La structure Commission permanente des frontières créée en 2007 pour la gestion des frontières et le contrôle des ressources naturelles du pays a tenu sa première réunion mardi sous la direction de l’autorité de tutelle, le ministre d’Etat à l’Intérieur, Décentralisation et Sécurité.

Le ministre d’état en charge de l’Intérieur, Sécurité et décentralisation, Denis Kalume Numbi, a présidé, mardi 27 mai dans la salle de réunion de son ministère, la première séance de travail avec le conseil de la commission permanente des frontières.
A cette occasion, le ministre d’Etat en charge de l’Intérieur, Sécurité et Décentralisation a rappelé l’importance de cette structure mise en place par ordonnance présidentielle du 24 août 2007 et son rôle incontournable dans la gestion des frontières et le contrôle des ressources naturelles en République démocratique du Congo.
Le secrétariat permanent, organe de gestion, chargé de la mise en place de différents organes, dirigé depuis janvier 2008 par le Général Adolphe Tshikudi Bakajika, avait la tâche d’organiser le fonctionnement et la gestion, tandis que le Conseil est pour sa part un organe de supervision. Avec 9.000 Km de frontières avec ses voisins, la commission va aider à examiner et, à résoudre des problèmes de différentes frontières fluviale, terrestre et de la côte de l’embouchure du fleuve Congo.
Cette commission va formuler des propositions au gouvernement sur toutes les questions qui vont se rapporter à la conception, à la coordination et à la mise en œuvre de la politique nationale des frontières.
Il s’agit notamment de la création des mécanismes et programmes... susceptibles de prévenir les conflits frontaliers et de mouvoir la coopération transfrontalière en vue d’assurer le développement et la sécurité des zones frontalières.
Elle va assurer, en liaison avec les ministères et les services concernés, toutes études, toutes actions de suivi et de sensibilisation relatives à la définition, à l’efficacité, à la stabilité et à la valorisation des frontières nationales.
Cette commission a aussi pour mission de dresser à l’intention du gouvernement congolais un rapport trimestriel sur l’état des frontières congolaises, attirer l’attention des responsables politiques et administratifs sur les démarcations inachevés et autres tracés irréguliers (terrestres et maritimes) susceptibles d’engendrer des problèmes des frontières, et assurer l’entretien de celles déjà démarquées. Elle va aussi préparer les dossiers techniques en vue du règlement diplomatique, arbitral ou judiciaire, de tout différend frontalier opposant la République démocratique du Congo à un autre Etat, et en assurer le suivi (...)

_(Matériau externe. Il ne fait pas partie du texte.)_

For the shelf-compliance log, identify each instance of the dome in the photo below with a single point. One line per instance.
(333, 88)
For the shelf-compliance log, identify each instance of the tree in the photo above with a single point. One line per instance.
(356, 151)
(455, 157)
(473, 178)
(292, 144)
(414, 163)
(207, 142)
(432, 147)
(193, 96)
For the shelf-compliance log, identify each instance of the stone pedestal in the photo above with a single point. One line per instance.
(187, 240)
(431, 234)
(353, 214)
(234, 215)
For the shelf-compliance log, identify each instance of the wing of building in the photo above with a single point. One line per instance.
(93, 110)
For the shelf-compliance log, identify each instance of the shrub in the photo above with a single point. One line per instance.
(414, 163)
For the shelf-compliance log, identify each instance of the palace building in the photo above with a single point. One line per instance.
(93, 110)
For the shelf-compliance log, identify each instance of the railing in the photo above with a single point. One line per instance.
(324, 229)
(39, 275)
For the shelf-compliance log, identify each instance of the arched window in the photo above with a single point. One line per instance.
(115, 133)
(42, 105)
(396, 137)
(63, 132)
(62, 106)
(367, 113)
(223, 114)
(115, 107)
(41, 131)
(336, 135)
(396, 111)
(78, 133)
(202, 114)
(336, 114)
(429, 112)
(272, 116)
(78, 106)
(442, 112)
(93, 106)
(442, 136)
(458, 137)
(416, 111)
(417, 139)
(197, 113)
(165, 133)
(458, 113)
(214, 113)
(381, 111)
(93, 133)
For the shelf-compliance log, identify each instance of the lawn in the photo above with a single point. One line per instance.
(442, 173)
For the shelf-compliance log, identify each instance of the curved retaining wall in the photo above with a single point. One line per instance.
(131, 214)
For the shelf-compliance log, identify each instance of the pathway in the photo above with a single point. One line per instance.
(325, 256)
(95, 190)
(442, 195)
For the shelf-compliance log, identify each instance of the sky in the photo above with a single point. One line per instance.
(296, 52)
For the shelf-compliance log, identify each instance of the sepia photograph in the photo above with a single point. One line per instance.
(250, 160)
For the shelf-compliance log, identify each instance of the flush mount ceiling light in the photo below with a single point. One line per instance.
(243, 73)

La réunion de mardi était axée sur le complément juridique dont la commission a besoin pour être véritablement opérationnel. La commission permanente des frontières, indique le Général Adolphe Tshikudi, est appelée a gérer tous les problèmes frontaliers et à mettre en place la délimitation des frontières. Livrant ses impressions à la presse, l’Adg de l’Office des douanes et accises, Déogratias Rugwiza a relevé que la création de cette commission tombait à pic car pour notre pays, il fallait avoir un organe chargé de gérer les problèmes frontaliers.
Pour lui, l’Ofida, dans la mesure où c’est un office qui œuvre aux frontières, la sécurité aux postes frontaliers l’intéresse.
La collaboration devra être renforcée entre l’Ofida et la commission.
Au fait, le Conseil comme organe de supervision est composé des membres occasionnels et des membres permanents notamment le président, le ministre de l’Intérieur, le secrétaire permanent, un délégué du cabinet du président de la République et du Premier ministre.